Toda a ideia de uma América do Sul integrada requis muito trabalho, segundo Patriota. O Brasil enfrentou um desafio, por exemplo, ao tentar convencer a Colômbia, o mais forte aliado dos Estados Unidos na América Latina, a se unir à SADC. Não obstante, a integração regional já colheu proveitos. Patriota cita a SADC como um instrumento que ajudou a resolver a crise brasileira com a Bolívia no último ano, dizendo que “o presidente do Chile era o chefe do conselho naquele ano e convocou para um encontro da SADC para resolver a controvérsia com a Bolívia.
No passado, seria na Organização dos Estados Americanos que a controvérsia seria discutida. Desta vez, resolvemos a questão entre nós”.
Conclusão Estes desenvolvimentos são importantes porque demonstram que o “cacife” brasileiro tem crescido nos domínios econômico e geopolítico. A expansão paralela de blocos comerciais e de alianças militares sugere que o Brasil está crescendo no cenário regional e global.
Contudo, apesar de sua importância crescente, o Brasil ainda não pode traçar seu curso por si só. Por exemplo, o país ainda não enfrenta sozinho as pressões dos Estados Unidos e ainda procura manter as boas graças do mesmo. O Brasil procura fazer com que seja percebido regionalmente como imune às pressões americanas, no entanto, tem interesse em manter um bom relacionamento de trabalho com os Estados Unidos.

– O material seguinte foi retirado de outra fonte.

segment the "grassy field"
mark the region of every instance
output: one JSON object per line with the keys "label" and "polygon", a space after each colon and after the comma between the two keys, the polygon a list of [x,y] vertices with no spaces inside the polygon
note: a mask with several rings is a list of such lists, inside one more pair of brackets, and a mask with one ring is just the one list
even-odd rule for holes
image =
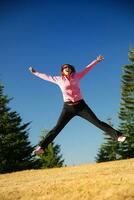
{"label": "grassy field", "polygon": [[0,200],[134,200],[134,159],[0,175]]}

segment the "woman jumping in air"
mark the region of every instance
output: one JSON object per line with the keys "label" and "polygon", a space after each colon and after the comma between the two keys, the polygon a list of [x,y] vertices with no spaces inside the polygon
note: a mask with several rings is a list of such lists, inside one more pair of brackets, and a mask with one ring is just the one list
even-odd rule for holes
{"label": "woman jumping in air", "polygon": [[70,64],[61,66],[61,76],[49,76],[44,73],[37,72],[34,68],[29,67],[29,70],[35,76],[46,81],[57,84],[62,92],[64,105],[56,126],[42,139],[39,146],[34,150],[36,155],[44,152],[45,148],[51,143],[66,124],[74,117],[80,116],[96,127],[100,128],[109,134],[114,140],[124,142],[126,137],[107,123],[100,121],[89,106],[85,103],[81,91],[80,80],[100,61],[104,60],[102,55],[99,55],[81,72],[76,72],[75,68]]}

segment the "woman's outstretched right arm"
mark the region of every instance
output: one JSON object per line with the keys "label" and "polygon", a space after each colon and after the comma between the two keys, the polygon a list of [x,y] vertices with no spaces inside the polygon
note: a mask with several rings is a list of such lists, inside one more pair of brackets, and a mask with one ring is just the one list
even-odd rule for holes
{"label": "woman's outstretched right arm", "polygon": [[33,67],[29,67],[29,71],[32,74],[34,74],[35,76],[38,76],[39,78],[46,80],[46,81],[50,81],[52,83],[57,83],[58,79],[59,79],[58,76],[50,76],[50,75],[47,75],[44,73],[37,72]]}

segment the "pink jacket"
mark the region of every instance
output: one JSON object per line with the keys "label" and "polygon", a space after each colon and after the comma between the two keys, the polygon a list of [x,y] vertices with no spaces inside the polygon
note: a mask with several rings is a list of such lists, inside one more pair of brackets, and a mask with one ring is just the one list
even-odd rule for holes
{"label": "pink jacket", "polygon": [[34,72],[34,75],[42,78],[43,80],[57,84],[62,91],[64,102],[75,102],[83,99],[80,92],[81,78],[83,78],[97,63],[98,61],[94,60],[86,66],[83,71],[71,74],[70,80],[66,76],[50,76],[39,72]]}

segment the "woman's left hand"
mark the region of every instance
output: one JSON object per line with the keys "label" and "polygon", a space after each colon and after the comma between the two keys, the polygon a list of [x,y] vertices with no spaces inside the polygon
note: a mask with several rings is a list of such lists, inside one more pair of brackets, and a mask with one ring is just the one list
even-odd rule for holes
{"label": "woman's left hand", "polygon": [[102,60],[104,60],[104,56],[99,55],[99,56],[97,57],[97,61],[100,62],[100,61],[102,61]]}

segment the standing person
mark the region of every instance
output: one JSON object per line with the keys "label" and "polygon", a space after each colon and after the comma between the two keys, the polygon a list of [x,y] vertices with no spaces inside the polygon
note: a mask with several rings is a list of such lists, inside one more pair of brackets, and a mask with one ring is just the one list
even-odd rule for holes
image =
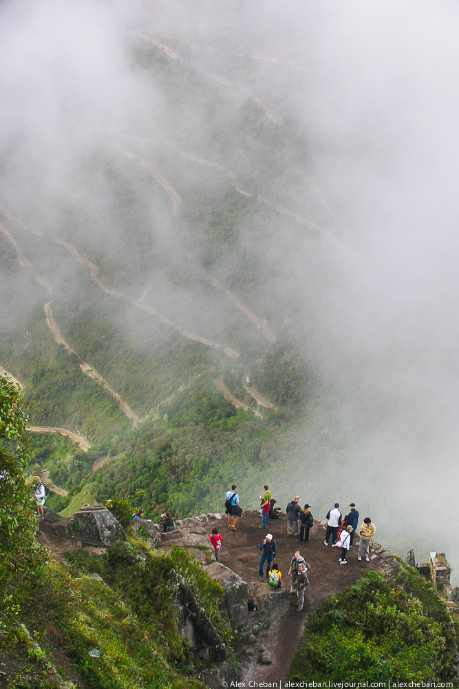
{"label": "standing person", "polygon": [[282,577],[282,573],[277,566],[277,563],[275,560],[273,561],[271,569],[268,573],[268,583],[270,586],[272,586],[273,588],[281,588],[281,579]]}
{"label": "standing person", "polygon": [[297,610],[299,613],[301,613],[304,606],[304,589],[308,586],[309,579],[308,579],[306,566],[303,562],[299,563],[298,568],[299,573],[297,577],[295,588],[297,589],[297,595],[298,596]]}
{"label": "standing person", "polygon": [[325,531],[325,541],[323,543],[325,546],[328,546],[330,537],[331,536],[332,548],[334,548],[337,544],[337,534],[338,533],[338,528],[341,523],[341,520],[343,519],[343,516],[341,513],[339,511],[339,503],[335,502],[334,507],[331,510],[328,510],[325,517],[325,519],[328,520],[328,522],[327,523],[327,531]]}
{"label": "standing person", "polygon": [[287,513],[287,534],[289,536],[297,536],[299,535],[298,520],[301,513],[301,508],[298,503],[299,497],[295,495],[293,500],[288,503],[286,508]]}
{"label": "standing person", "polygon": [[271,569],[271,562],[277,555],[277,544],[273,539],[272,533],[266,534],[261,543],[260,543],[259,549],[263,552],[261,553],[261,557],[260,557],[258,573],[259,574],[260,581],[262,582],[263,568],[265,562],[268,563],[266,565],[266,579],[269,579],[268,573]]}
{"label": "standing person", "polygon": [[350,507],[350,511],[346,517],[345,526],[352,527],[352,531],[351,531],[351,542],[349,546],[350,548],[352,548],[354,545],[354,534],[357,531],[357,524],[359,524],[359,513],[355,508],[355,502],[351,502],[349,506]]}
{"label": "standing person", "polygon": [[348,554],[348,551],[350,548],[351,534],[353,531],[354,530],[350,524],[346,526],[345,528],[343,528],[341,532],[340,539],[337,544],[337,545],[339,546],[341,548],[341,554],[339,556],[340,564],[348,564],[346,555]]}
{"label": "standing person", "polygon": [[175,528],[170,512],[164,512],[164,514],[161,515],[160,524],[162,526],[162,533],[167,533],[168,531],[173,531]]}
{"label": "standing person", "polygon": [[228,528],[233,531],[237,531],[237,520],[242,514],[242,510],[239,506],[239,495],[236,493],[235,483],[231,486],[231,490],[226,491],[225,495],[225,513],[228,515]]}
{"label": "standing person", "polygon": [[288,570],[288,573],[287,573],[288,577],[292,577],[292,582],[290,583],[290,593],[295,593],[296,590],[295,584],[297,582],[297,577],[298,576],[298,573],[299,572],[298,567],[300,562],[302,562],[304,564],[305,567],[306,566],[306,559],[304,559],[303,555],[301,555],[299,554],[299,551],[297,551],[295,554],[293,555],[293,557],[292,557],[292,559],[290,561],[290,569]]}
{"label": "standing person", "polygon": [[36,518],[43,519],[43,505],[45,504],[45,484],[39,476],[34,476],[34,497],[36,504]]}
{"label": "standing person", "polygon": [[264,486],[264,496],[260,498],[261,507],[261,526],[260,528],[266,528],[269,524],[269,511],[271,508],[271,493],[269,492],[268,486]]}
{"label": "standing person", "polygon": [[299,539],[305,543],[309,542],[309,530],[314,526],[314,517],[310,511],[312,506],[306,502],[299,515]]}
{"label": "standing person", "polygon": [[361,560],[362,555],[365,555],[365,560],[367,562],[370,562],[370,544],[376,533],[376,527],[370,517],[365,517],[363,520],[363,524],[360,527],[360,545],[359,546],[357,559]]}
{"label": "standing person", "polygon": [[275,507],[277,500],[275,500],[274,497],[272,497],[269,501],[270,507],[269,508],[269,518],[270,519],[281,519],[281,515],[282,514],[282,510],[280,507]]}
{"label": "standing person", "polygon": [[213,554],[215,556],[215,562],[220,562],[220,550],[222,548],[222,543],[223,539],[222,538],[222,534],[219,533],[218,528],[217,526],[214,526],[212,529],[212,533],[209,537],[211,543],[213,546]]}

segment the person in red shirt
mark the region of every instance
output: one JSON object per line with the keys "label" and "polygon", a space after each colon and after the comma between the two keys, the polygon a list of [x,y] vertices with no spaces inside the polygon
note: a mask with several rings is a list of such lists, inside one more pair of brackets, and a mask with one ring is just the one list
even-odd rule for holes
{"label": "person in red shirt", "polygon": [[215,561],[217,562],[220,562],[220,548],[222,548],[222,542],[223,539],[222,538],[222,534],[218,533],[218,529],[216,526],[214,526],[212,529],[212,533],[209,537],[211,543],[213,546],[213,553],[215,556]]}

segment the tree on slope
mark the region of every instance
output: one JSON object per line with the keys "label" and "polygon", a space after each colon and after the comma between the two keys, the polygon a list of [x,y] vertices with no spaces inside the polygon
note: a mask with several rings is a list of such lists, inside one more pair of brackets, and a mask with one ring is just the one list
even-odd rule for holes
{"label": "tree on slope", "polygon": [[23,471],[29,460],[28,418],[22,396],[0,378],[0,624],[14,608],[15,591],[39,574],[44,555],[36,538],[31,488]]}

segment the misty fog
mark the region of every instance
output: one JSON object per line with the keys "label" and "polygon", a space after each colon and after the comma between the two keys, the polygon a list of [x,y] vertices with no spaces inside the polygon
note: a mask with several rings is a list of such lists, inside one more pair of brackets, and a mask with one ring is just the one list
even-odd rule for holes
{"label": "misty fog", "polygon": [[[447,526],[458,477],[457,5],[3,0],[0,18],[0,204],[44,236],[30,246],[54,292],[83,269],[53,237],[109,267],[136,226],[145,260],[118,276],[131,298],[236,350],[245,324],[259,348],[253,322],[212,287],[199,229],[200,194],[240,199],[217,277],[237,294],[242,257],[255,257],[250,308],[293,331],[339,401],[314,420],[328,455],[313,456],[312,424],[295,430],[305,451],[278,492],[320,518],[354,502],[403,557],[414,546],[418,562],[438,551],[459,565]],[[140,68],[147,50],[169,79]],[[23,307],[1,280],[6,327]]]}

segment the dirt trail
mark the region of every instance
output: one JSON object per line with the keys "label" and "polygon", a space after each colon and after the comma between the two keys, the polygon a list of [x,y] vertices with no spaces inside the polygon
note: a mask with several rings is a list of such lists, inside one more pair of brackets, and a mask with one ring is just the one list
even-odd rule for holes
{"label": "dirt trail", "polygon": [[241,402],[240,400],[238,400],[237,398],[235,397],[234,395],[231,394],[231,393],[229,391],[229,390],[228,389],[228,388],[223,382],[222,376],[219,376],[217,378],[215,378],[215,380],[213,382],[218,388],[218,389],[223,393],[224,397],[225,397],[227,400],[229,400],[229,401],[234,404],[236,409],[240,408],[242,409],[245,409],[246,411],[248,411],[250,410],[250,411],[253,411],[254,413],[255,416],[259,416],[261,419],[263,418],[263,416],[261,415],[261,414],[260,414],[258,409],[251,409],[251,407],[248,407],[247,404],[245,404],[243,402]]}
{"label": "dirt trail", "polygon": [[[244,506],[244,496],[242,497],[242,506]],[[209,535],[214,524],[212,522],[206,525]],[[285,681],[299,648],[308,617],[325,602],[328,596],[348,589],[367,569],[383,568],[383,562],[379,557],[369,563],[358,562],[358,548],[356,546],[350,551],[348,564],[341,566],[338,562],[339,548],[323,545],[325,530],[317,522],[310,530],[310,541],[307,544],[300,543],[297,537],[287,535],[285,519],[271,520],[266,529],[260,528],[261,524],[261,517],[253,513],[242,515],[238,522],[237,531],[228,529],[226,517],[218,523],[223,537],[220,561],[247,582],[254,592],[255,600],[257,590],[264,590],[268,587],[268,584],[260,582],[258,577],[259,545],[268,532],[273,534],[277,545],[277,559],[282,573],[283,588],[290,588],[290,578],[287,573],[295,551],[299,549],[311,565],[311,570],[308,573],[310,585],[306,589],[303,612],[297,612],[293,606],[295,598],[290,596],[288,612],[259,637],[260,642],[271,657],[273,664],[259,665],[255,659],[242,661],[239,679],[246,683],[250,680],[257,682]]]}
{"label": "dirt trail", "polygon": [[104,378],[103,378],[100,374],[98,373],[95,369],[93,369],[93,367],[90,366],[89,364],[88,364],[85,361],[83,361],[81,357],[80,357],[76,353],[75,350],[72,349],[72,347],[67,344],[67,342],[63,338],[62,335],[61,334],[61,331],[56,325],[56,322],[53,318],[52,311],[51,310],[50,301],[49,301],[47,304],[45,304],[44,309],[45,309],[45,316],[46,318],[46,322],[47,324],[48,327],[50,328],[50,330],[52,333],[56,342],[58,344],[63,344],[69,354],[74,354],[78,358],[80,368],[81,369],[83,372],[84,373],[87,373],[87,375],[90,378],[92,378],[93,380],[96,380],[97,381],[98,383],[100,383],[100,384],[102,385],[102,387],[105,390],[107,390],[107,391],[109,393],[111,397],[113,397],[114,399],[116,401],[123,413],[125,413],[128,418],[131,419],[133,421],[134,425],[138,424],[140,421],[140,419],[137,415],[137,414],[136,414],[135,412],[132,411],[131,407],[126,404],[124,400],[122,400],[118,393],[111,387],[111,385],[109,385],[107,382],[106,380],[104,380]]}
{"label": "dirt trail", "polygon": [[10,244],[12,245],[12,246],[14,247],[14,249],[16,250],[16,256],[17,257],[17,260],[21,267],[31,268],[32,264],[29,260],[28,260],[27,258],[25,258],[24,256],[22,255],[22,254],[21,253],[21,249],[18,247],[17,244],[16,243],[13,238],[11,236],[6,227],[5,227],[4,225],[1,224],[1,223],[0,223],[0,232],[1,232],[1,234],[6,237]]}
{"label": "dirt trail", "polygon": [[248,394],[251,395],[253,399],[256,400],[259,404],[261,404],[261,407],[266,407],[266,409],[273,409],[274,411],[279,411],[279,409],[275,406],[275,404],[273,404],[273,402],[269,401],[269,400],[267,400],[266,397],[263,397],[262,395],[260,395],[258,391],[255,390],[253,385],[248,384],[248,383],[246,380],[245,374],[242,376],[242,378],[241,378],[241,382],[244,385],[244,387],[247,391]]}
{"label": "dirt trail", "polygon": [[[193,161],[195,163],[198,163],[199,165],[207,165],[207,167],[213,167],[215,169],[220,170],[222,172],[225,172],[229,177],[231,181],[231,184],[233,185],[233,186],[234,187],[234,188],[236,189],[237,192],[239,192],[239,194],[242,194],[244,196],[253,196],[253,194],[251,194],[250,192],[247,192],[246,190],[241,187],[241,185],[239,185],[237,181],[237,176],[235,174],[234,172],[232,172],[231,170],[228,169],[226,167],[224,167],[222,165],[219,165],[217,163],[214,163],[213,161],[207,160],[205,158],[200,158],[199,156],[197,156],[193,153],[188,153],[186,151],[181,150],[180,148],[177,148],[175,149],[175,150],[181,156],[183,156],[184,158],[188,158],[189,160]],[[299,170],[298,172],[301,171]],[[309,179],[310,183],[312,183],[312,181],[311,181],[310,178]],[[325,229],[323,227],[321,227],[321,225],[317,225],[317,223],[314,223],[312,220],[308,220],[307,218],[303,218],[302,216],[299,215],[299,214],[295,213],[292,211],[290,211],[290,209],[288,208],[285,208],[283,206],[280,206],[277,204],[273,203],[272,201],[270,201],[268,198],[266,198],[264,196],[257,196],[255,198],[257,198],[257,200],[260,201],[261,203],[264,203],[266,205],[269,206],[270,208],[274,208],[274,209],[276,210],[278,213],[280,213],[282,215],[288,216],[290,218],[294,220],[295,223],[297,223],[299,225],[306,225],[310,228],[310,229],[312,230],[313,232],[320,232],[328,240],[328,241],[331,242],[336,246],[339,246],[341,249],[347,251],[346,247],[344,247],[336,238],[336,237],[334,237],[334,236],[331,232]],[[321,198],[322,198],[322,197]],[[324,204],[327,203],[325,197],[322,198],[322,200],[323,203],[324,203]],[[329,212],[330,212],[331,206],[329,207],[329,205],[326,205],[326,207],[329,210]]]}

Em algum momento, os Estados Unidos não ficarão impassíveis à medida que potências de fora da região, tais como Rússia e China começarem a exercer sua influência através de alianças econômicas e militares com países sul-americanos que são hostis aos Estados Unidos. A pressão que os Estados Unidos podem exercer sobre os atores regionais poderá prejudicar a ascensão do Brasil como poder na região.
Todavia, o Brasil deve se afirmar no cenário internacional em algumas esferas. O colosso sul-americano tem a oportunidade única de influenciar eventos distantes de seu próprio quintal. O Brasil poderá ter um papel, por exemplo, na mediação dos conflitos com o Irã e a Coreia do Norte em relação aos seus programas nucleares. O Brasil compartilha tecnologia nuclear com esses países e é visto como um “bom cidadão” pela comunidade internacional, tendo assim uma oportunidade única como mediador.